The recipe I’m sharing with you all today is quite the standard: General Tso’s Chicken. I’m sure this one has been done a hundred thousand times over, across blogs, recipe sites and the like. Heck, I would argue that this dish has been over done. However, the reasons I wanted to post this are two-fold:

First, I’m generally anti-fry. I’m more or less a border-line health nut about 80% of the week (the other 20%? Well, that’s what weekends are for!), making this recipe fall squarely outside of my comfort zone. I confess, we own a Fry Daddy (I blame the husband!), but require it never be used inside.

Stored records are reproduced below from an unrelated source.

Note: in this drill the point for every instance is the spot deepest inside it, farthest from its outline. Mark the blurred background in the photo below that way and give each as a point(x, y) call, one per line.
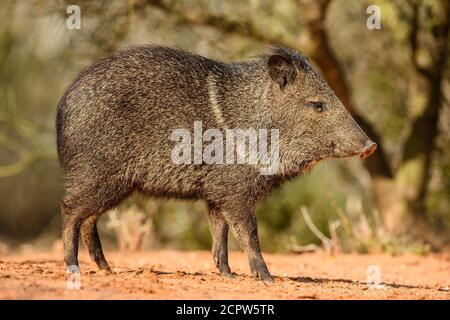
point(394, 80)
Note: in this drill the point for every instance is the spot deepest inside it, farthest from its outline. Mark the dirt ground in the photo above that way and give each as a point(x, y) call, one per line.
point(192, 275)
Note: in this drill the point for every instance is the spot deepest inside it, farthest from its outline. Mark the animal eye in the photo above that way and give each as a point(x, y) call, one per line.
point(318, 106)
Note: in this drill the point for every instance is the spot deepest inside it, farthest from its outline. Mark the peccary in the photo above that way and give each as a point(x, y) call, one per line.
point(114, 124)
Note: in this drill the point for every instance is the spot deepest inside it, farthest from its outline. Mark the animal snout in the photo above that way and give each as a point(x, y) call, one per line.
point(368, 149)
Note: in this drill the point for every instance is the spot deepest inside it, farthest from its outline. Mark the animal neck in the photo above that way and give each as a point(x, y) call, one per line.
point(238, 95)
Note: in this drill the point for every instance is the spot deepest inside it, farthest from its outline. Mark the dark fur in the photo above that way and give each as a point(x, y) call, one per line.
point(114, 123)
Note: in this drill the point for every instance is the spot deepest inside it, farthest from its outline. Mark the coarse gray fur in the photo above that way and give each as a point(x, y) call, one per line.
point(115, 120)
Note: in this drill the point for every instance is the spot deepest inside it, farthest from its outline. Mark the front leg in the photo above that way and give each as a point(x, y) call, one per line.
point(242, 221)
point(219, 232)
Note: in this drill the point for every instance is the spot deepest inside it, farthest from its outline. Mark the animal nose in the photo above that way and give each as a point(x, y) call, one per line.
point(369, 148)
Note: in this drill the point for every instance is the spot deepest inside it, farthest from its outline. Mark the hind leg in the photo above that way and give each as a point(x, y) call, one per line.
point(71, 224)
point(92, 242)
point(85, 200)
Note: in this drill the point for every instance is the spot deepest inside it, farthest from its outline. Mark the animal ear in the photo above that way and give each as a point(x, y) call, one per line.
point(281, 70)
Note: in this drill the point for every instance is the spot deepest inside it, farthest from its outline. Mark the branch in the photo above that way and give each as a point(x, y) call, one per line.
point(414, 39)
point(425, 128)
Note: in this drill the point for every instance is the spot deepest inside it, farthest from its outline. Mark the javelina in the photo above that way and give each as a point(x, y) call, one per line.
point(115, 120)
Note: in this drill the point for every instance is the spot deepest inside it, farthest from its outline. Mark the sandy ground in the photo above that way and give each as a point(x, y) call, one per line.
point(192, 275)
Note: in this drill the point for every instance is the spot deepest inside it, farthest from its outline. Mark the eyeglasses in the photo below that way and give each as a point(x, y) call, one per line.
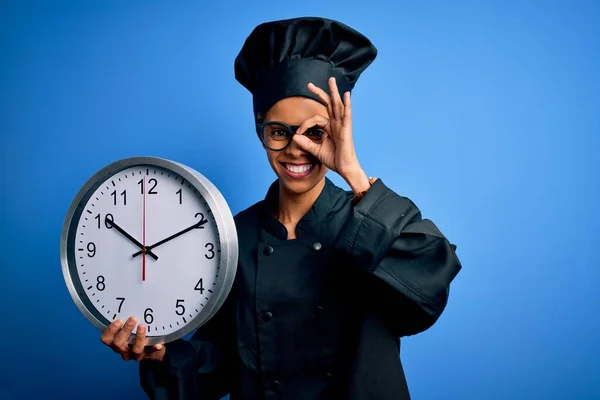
point(277, 136)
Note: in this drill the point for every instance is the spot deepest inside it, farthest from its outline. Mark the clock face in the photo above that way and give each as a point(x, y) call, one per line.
point(170, 283)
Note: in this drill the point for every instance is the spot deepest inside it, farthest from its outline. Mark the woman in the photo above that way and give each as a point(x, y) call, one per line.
point(328, 280)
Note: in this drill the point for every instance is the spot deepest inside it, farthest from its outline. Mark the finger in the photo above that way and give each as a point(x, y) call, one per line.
point(307, 145)
point(323, 96)
point(137, 351)
point(121, 338)
point(347, 120)
point(108, 334)
point(315, 120)
point(336, 101)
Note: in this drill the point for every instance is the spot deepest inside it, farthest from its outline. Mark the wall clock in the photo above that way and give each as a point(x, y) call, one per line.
point(151, 238)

There are few things that will make my stomach turn, but waking up to a kitchen with the lingering odor of a McDonald’s only results in my being overcome by the urge to shower. Or exercise. A lot.

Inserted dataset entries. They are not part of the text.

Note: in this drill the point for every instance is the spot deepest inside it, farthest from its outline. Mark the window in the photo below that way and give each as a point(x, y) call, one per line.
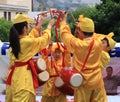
point(5, 15)
point(9, 16)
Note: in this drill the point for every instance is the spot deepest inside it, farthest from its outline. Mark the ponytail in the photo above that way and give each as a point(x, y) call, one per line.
point(15, 31)
point(14, 41)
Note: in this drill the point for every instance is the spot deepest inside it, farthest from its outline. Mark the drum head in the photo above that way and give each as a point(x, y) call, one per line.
point(59, 82)
point(76, 80)
point(41, 64)
point(43, 76)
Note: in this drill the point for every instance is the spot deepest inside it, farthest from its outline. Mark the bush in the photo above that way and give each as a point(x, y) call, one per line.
point(4, 30)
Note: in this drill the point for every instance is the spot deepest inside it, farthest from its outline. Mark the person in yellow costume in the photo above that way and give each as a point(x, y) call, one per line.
point(92, 88)
point(23, 46)
point(50, 93)
point(108, 45)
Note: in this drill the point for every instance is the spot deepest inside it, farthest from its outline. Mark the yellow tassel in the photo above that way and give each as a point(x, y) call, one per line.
point(110, 35)
point(80, 18)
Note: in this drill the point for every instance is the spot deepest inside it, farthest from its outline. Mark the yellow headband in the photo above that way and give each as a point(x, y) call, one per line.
point(19, 18)
point(111, 41)
point(85, 24)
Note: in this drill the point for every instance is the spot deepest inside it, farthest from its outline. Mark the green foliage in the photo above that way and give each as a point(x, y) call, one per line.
point(107, 19)
point(85, 11)
point(105, 15)
point(4, 29)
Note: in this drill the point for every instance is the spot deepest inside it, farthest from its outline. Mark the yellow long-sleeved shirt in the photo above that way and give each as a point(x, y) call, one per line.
point(92, 77)
point(49, 87)
point(29, 45)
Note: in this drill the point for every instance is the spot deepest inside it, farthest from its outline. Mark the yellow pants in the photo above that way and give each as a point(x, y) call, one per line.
point(21, 96)
point(60, 98)
point(84, 95)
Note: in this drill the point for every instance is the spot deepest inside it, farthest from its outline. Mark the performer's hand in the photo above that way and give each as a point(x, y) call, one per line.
point(42, 18)
point(51, 23)
point(64, 16)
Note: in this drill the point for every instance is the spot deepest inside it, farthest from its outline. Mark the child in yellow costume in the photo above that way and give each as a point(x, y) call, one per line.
point(23, 46)
point(108, 45)
point(92, 88)
point(50, 93)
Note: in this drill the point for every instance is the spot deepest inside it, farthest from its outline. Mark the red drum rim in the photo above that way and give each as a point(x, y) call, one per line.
point(41, 64)
point(43, 76)
point(76, 80)
point(59, 82)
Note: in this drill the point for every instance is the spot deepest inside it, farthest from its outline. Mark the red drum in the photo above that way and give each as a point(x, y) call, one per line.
point(69, 77)
point(72, 76)
point(43, 77)
point(39, 64)
point(63, 87)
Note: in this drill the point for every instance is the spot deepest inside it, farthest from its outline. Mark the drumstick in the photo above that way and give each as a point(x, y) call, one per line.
point(50, 12)
point(42, 13)
point(72, 16)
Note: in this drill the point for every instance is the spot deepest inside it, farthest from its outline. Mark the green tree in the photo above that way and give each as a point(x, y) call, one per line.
point(4, 29)
point(107, 19)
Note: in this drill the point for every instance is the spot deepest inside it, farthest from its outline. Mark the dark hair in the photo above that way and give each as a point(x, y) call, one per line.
point(106, 41)
point(108, 45)
point(109, 67)
point(15, 31)
point(89, 34)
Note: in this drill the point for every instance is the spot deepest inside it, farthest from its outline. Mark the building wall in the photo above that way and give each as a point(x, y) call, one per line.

Good news! This recipe does NOT require a Fry Daddy. Seriously, nothing ever should. And, yet….
Second, I was quite frankly blown away by the end result. It was border-line restaurant comparable. I’m not kidding. Let’s just say the husband put this recipe in his Top 5, and mandated it have a regular appearance in “The Rotation.” On one condition: that I continue to keep his plate broccoli-free (you see what I have to deal with?). 

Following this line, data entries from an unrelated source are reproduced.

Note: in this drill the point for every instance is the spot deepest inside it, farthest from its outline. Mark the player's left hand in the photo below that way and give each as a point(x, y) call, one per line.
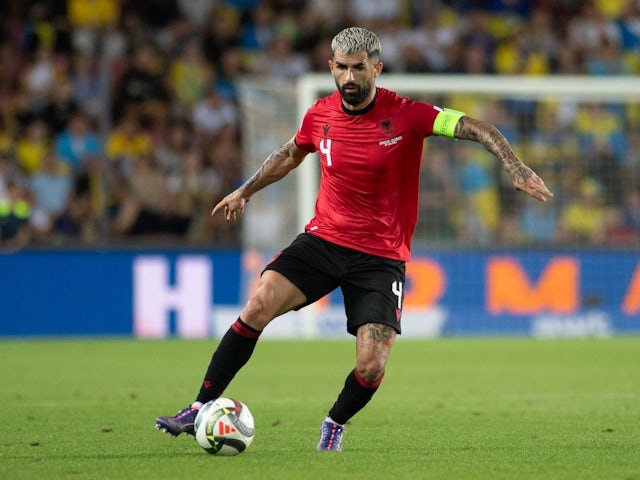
point(529, 182)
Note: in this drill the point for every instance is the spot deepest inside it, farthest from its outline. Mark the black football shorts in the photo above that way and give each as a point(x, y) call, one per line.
point(372, 286)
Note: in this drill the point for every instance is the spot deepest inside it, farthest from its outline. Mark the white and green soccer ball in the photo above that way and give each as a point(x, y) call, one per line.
point(224, 427)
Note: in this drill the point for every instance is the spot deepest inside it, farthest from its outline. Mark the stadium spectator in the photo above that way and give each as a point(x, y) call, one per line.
point(212, 115)
point(189, 76)
point(78, 142)
point(15, 212)
point(32, 146)
point(51, 186)
point(584, 220)
point(142, 88)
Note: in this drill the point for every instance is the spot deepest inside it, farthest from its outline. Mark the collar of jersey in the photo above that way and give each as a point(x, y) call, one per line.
point(362, 111)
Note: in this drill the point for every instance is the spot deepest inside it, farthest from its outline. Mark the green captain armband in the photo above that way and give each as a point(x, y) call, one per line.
point(445, 124)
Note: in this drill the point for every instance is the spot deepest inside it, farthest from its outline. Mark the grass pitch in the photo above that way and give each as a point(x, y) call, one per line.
point(447, 409)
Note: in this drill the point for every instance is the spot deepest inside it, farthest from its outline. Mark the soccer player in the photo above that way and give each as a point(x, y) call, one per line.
point(370, 141)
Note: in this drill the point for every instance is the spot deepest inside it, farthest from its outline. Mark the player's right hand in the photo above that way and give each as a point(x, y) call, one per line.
point(232, 205)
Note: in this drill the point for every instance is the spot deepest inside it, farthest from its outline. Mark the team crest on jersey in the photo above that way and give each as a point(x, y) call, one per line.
point(387, 128)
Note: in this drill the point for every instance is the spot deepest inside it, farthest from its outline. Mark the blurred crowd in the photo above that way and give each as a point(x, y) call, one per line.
point(120, 121)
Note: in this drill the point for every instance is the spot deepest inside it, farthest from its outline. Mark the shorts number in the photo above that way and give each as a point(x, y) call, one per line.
point(396, 289)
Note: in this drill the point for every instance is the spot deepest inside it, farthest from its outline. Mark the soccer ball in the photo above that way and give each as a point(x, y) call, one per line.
point(224, 427)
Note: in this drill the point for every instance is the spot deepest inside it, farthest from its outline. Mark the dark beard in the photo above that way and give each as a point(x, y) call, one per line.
point(356, 98)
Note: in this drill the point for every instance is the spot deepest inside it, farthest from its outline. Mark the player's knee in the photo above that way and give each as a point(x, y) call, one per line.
point(257, 313)
point(371, 370)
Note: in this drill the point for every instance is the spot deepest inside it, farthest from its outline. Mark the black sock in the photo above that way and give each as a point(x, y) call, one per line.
point(232, 353)
point(353, 397)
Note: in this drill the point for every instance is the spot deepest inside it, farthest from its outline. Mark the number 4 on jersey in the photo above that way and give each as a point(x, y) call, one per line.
point(325, 149)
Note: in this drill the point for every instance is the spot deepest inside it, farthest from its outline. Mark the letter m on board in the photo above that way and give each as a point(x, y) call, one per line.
point(510, 291)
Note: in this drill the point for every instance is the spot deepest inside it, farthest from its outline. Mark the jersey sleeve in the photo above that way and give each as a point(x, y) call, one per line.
point(304, 136)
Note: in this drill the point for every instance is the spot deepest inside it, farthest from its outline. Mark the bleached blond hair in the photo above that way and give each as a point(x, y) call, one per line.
point(356, 39)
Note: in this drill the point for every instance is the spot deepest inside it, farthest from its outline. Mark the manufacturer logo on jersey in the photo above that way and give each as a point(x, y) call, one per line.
point(387, 128)
point(390, 141)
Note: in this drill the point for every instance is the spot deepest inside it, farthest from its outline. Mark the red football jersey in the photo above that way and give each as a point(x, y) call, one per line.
point(370, 165)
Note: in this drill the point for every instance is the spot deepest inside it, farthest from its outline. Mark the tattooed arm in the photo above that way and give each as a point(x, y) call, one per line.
point(276, 166)
point(522, 177)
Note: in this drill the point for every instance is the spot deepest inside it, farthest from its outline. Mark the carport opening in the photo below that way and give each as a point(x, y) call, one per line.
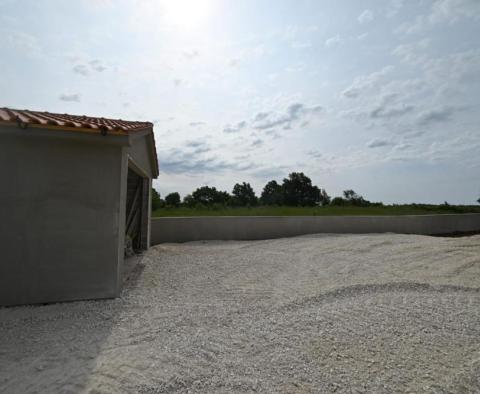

And now, for the main event….

General Tso’s Chicken
General Tso’s Chicken

  • 1-½ teaspoon Toasted Sesame Oil
  • 1 Tablespoon Soy Sauce
  • 1 whole Large Egg White
  • ¼ cups Plus 2 Tablespoons Cornstarch
  • 1 pound Boneless, Skinless Chicken Thighs
  • Canola, Peanut, Or Vegetable Oil For Frying
  • Flour to coat the chicken (1/2 - 1 cup, depending on desired coating)
  • 1 Tablespoon Peanut, Canola Or Vegetable Oil
  • 2 cloves Garlic, Peeled And Minced
  • 2 Tablespoons Finely Chopped Fresh Ginger Root
  • 1 cup Chicken Broth Or Stock
  •  ¼ cups Soy Sauce
  • 1 Tablespoon Cornstarch
  • 1 teaspoon Chinese Chile-garlic Sauce
  • 3 Tablespoons sugar. (The original recipe calls for Raw (turbinado Or Demerara) Sugar, but I’m not sure it matters either way)
  •  4 whole Scallions, Thinly Sliced
  • Steamed Rice (we’re partial to sushi rice, but I’m sure this would taste phenomenal with sawdust, so it matters not!)
  • Steamed Broccoli
Preparation Instructions

  1. Prep your chicken: In a mixing bowl, stir together the sesame oil, soy sauce, egg white, and 1/4 cup plus 2 tablespoons of cornstarch until a thick slurry forms. It will look gummy but smooth. Add the chicken pieces and stir until all are evenly coated. At first it may appear that it will not come together but it does! Set chicken aside, covered lightly with plastic wrap, at room temperature for 20 minutes, stirring occasionally.
  2. Begin the sauce: Add the tablespoon of oil to a large, heavy-bottomed saucepan over high heat. Stir the garlic and ginger into the oil and cook, stirring constantly, until fragrant, about 1 minute. In a separate bowl, whisk together the remaining sauce ingredients until smooth. Pour into the garlic and ginger, stirring, until the sauce becomes thick and shiny. Once the sauce thickens, lower heat and keep the saucepan over a low burner partially covered to stay warm.
  3. To fry the chicken: Heat 1/2-inches of oil in a heavy-bottomed, high-sided frying pan or skillet over high heat. In the meantime, add the flour to your coated chicken, mixing everything together. When the oil is shimmering, add one piece of chicken at a time, taking care not to crowd the pan. Cook chicken for 4 minutes on each side, or until deep golden brown and crisp on both sides.
  4. Transfer the fried chicken to a paper towel lined plate and repeat the process until you’ve cooked all the chicken. Then slide all of the fried chicken into the prepared sauce and toss to coat. (If desired, add some steamed broccoli to coat with the sauce also.) Increase the heat to medium, stir and cook just until hot all the way through.
  5. Sprinkle with sliced scallions and serve immediately over white rice. Or brown rice. Or sushi rice. You get the idea.